In exploring religion and disability, we have not sought to suggest that one framework rather than the other should be applied to gender in conditions of decertification. Rather, we have sought to tease out the array of approaches that these two equality grounds offer. Together, they offer pathways for supporting new gender-based communities and practices, while attending to the disadvantages that both new and existing ways of living and being encounter. Equality law often presents a rather siloed approach to different protected characteristics. This unduly limits the use and versatility of the legal tools developed and available. Our objective in writing this article was to explore some of the choices for gender’s development in British equality law. Beyond this, we wanted to contribute to a broader conversation about the legal thoughtways that different equality grounds make available, and the value and implications of their cross-pollination. One question facing equality law reform is whether it should continue to rely on a defined and closed list of protected characteristics or focus, instead, on experiences of inequality, recognising that these may be triggered by uncodified, as well as intersectional, grounds without making these grounds determinative (see also Malleson 2018). While this broader question is outside the focus of our discussion, it poses an issue that our analysis of religious and disability equality law has repeatedly come up against—namely, how do these legal areas understand and constitute their subjects, and what implications does this have for gender?

At the heart of our discussion is the way gender is understood and imagined. Thus, we have foregrounded the tensions between legal thoughtways that emphasise multicultural diversity and the need to support it, and those that emphasise relationality and asymmetrical forms of disadvantage.
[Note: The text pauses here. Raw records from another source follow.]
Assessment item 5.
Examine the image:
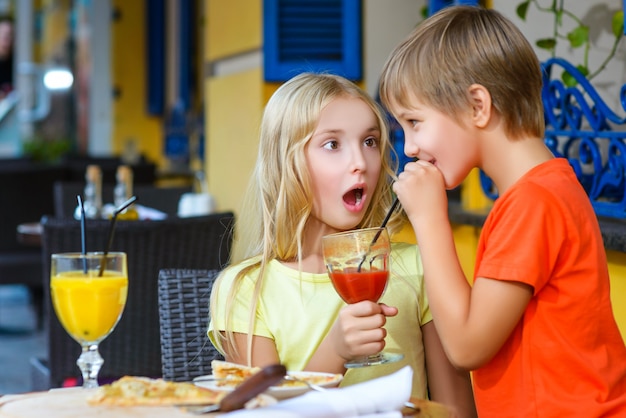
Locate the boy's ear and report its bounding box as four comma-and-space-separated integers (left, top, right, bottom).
468, 84, 491, 128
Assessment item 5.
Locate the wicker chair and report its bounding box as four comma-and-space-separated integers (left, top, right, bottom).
36, 212, 234, 388
158, 268, 225, 382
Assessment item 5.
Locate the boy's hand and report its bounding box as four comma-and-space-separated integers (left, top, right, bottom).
394, 160, 449, 229
330, 301, 398, 361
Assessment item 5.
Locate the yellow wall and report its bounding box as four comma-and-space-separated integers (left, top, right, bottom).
604, 251, 626, 338
204, 0, 264, 212
39, 0, 72, 60
206, 0, 261, 61
206, 69, 263, 212
111, 0, 163, 166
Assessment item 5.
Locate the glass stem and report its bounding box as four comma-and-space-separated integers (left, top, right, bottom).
77, 343, 103, 388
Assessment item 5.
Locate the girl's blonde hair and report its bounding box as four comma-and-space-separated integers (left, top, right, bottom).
379, 5, 544, 140
211, 72, 404, 362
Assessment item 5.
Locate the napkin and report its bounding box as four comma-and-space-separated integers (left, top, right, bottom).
101, 203, 167, 220
226, 366, 413, 418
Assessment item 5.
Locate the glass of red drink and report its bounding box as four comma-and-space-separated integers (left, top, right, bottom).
322, 227, 403, 368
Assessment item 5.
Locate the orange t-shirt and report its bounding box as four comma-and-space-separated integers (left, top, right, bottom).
473, 158, 626, 417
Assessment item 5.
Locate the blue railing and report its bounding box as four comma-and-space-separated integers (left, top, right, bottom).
480, 57, 626, 219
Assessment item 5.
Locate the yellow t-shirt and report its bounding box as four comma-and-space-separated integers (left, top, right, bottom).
208, 242, 431, 398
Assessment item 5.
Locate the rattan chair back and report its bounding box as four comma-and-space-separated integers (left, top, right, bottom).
40, 212, 234, 388
158, 268, 225, 382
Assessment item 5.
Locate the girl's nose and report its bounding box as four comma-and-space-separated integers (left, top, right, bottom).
350, 149, 367, 173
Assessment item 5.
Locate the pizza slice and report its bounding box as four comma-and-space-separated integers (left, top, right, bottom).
211, 360, 261, 388
87, 375, 225, 406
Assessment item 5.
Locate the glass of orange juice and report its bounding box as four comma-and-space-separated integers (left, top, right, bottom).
50, 252, 128, 388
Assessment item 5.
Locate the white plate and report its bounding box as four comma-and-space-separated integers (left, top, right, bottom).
193, 371, 343, 400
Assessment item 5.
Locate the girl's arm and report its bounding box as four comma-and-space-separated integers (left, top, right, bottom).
422, 321, 477, 418
226, 333, 280, 366
223, 302, 398, 373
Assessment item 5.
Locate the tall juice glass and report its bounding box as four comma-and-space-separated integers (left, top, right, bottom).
322, 227, 403, 368
50, 252, 128, 388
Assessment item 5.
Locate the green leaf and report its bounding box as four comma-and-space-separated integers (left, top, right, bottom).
612, 11, 624, 37
516, 1, 530, 21
421, 5, 428, 20
562, 65, 589, 87
555, 10, 563, 26
550, 0, 557, 13
536, 38, 557, 51
562, 72, 577, 87
567, 26, 589, 48
576, 64, 589, 78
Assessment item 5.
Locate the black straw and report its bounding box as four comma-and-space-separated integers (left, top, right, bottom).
77, 195, 87, 274
357, 197, 400, 272
98, 196, 137, 276
373, 197, 400, 242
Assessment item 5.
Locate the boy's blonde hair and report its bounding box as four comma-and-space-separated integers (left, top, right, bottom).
379, 5, 544, 140
211, 72, 403, 362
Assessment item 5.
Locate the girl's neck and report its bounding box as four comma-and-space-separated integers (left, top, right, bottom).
280, 253, 326, 274
280, 218, 336, 274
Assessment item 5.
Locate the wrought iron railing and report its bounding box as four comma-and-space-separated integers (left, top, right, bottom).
480, 57, 626, 219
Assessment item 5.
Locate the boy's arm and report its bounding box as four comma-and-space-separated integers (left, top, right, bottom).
422, 321, 477, 418
394, 160, 532, 370
410, 212, 532, 369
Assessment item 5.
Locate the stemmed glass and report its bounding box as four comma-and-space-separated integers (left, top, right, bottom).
322, 227, 403, 368
50, 252, 128, 388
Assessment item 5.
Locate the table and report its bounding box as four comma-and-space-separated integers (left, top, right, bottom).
0, 389, 454, 417
16, 222, 42, 247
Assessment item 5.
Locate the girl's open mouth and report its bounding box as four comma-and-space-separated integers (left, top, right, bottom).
343, 188, 364, 211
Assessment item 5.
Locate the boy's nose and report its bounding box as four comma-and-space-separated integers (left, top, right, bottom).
404, 139, 420, 158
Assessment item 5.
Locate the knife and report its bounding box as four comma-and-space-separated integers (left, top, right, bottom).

This tension is familiar. It mirrors the ongoing conflict among feminists over whether gender is best imagined as a structure of domination or as a site of plural self-expression; and whether it can be simultaneously imagined as both (even as what gender means in these two registers may diverge).

The thoughtways we have explored demonstrate how a less polarised understanding can be supported through equality law. But what equality law also makes available, exemplified in the protections that exist for lack of religion or belief, is recognition of ways of living that step outside of established social frameworks. Disability equality defines its scope by excluding those deemed non-disabled from its protections. Religious equality provisions incorporate them—not through an exhaustive list of categories (the ‘numerus clausus’ Katyal 2017 describes) but by attending to some of the discriminatory and adverse consequences faced by those who refuse or fail to hold specific beliefs or membership. In this article, we have translated this ‘absence’ into living as agender. From a feminist perspective, recognising people as agender should not ignore gender-based socialisation, or the ways in which people may be perceived and treated as gendered. It is also not an argument for disattending to androcentric social and institutionalised norms. But from the perspective of what law makes visible and institutionally possible, legal recognition of agender radically reconfigures our prevailing ‘gender-scape’—when it comes to how gender works and how it is understood. Such a move poses interesting speculative questions about how agender might come to be legally filled in as something other (or more) than an absence. Despite its likely focus on individualised forms of refusal, recognising people as agender in equality law has the potential to support a revolutionary change in gender’s institutionalised imaginary.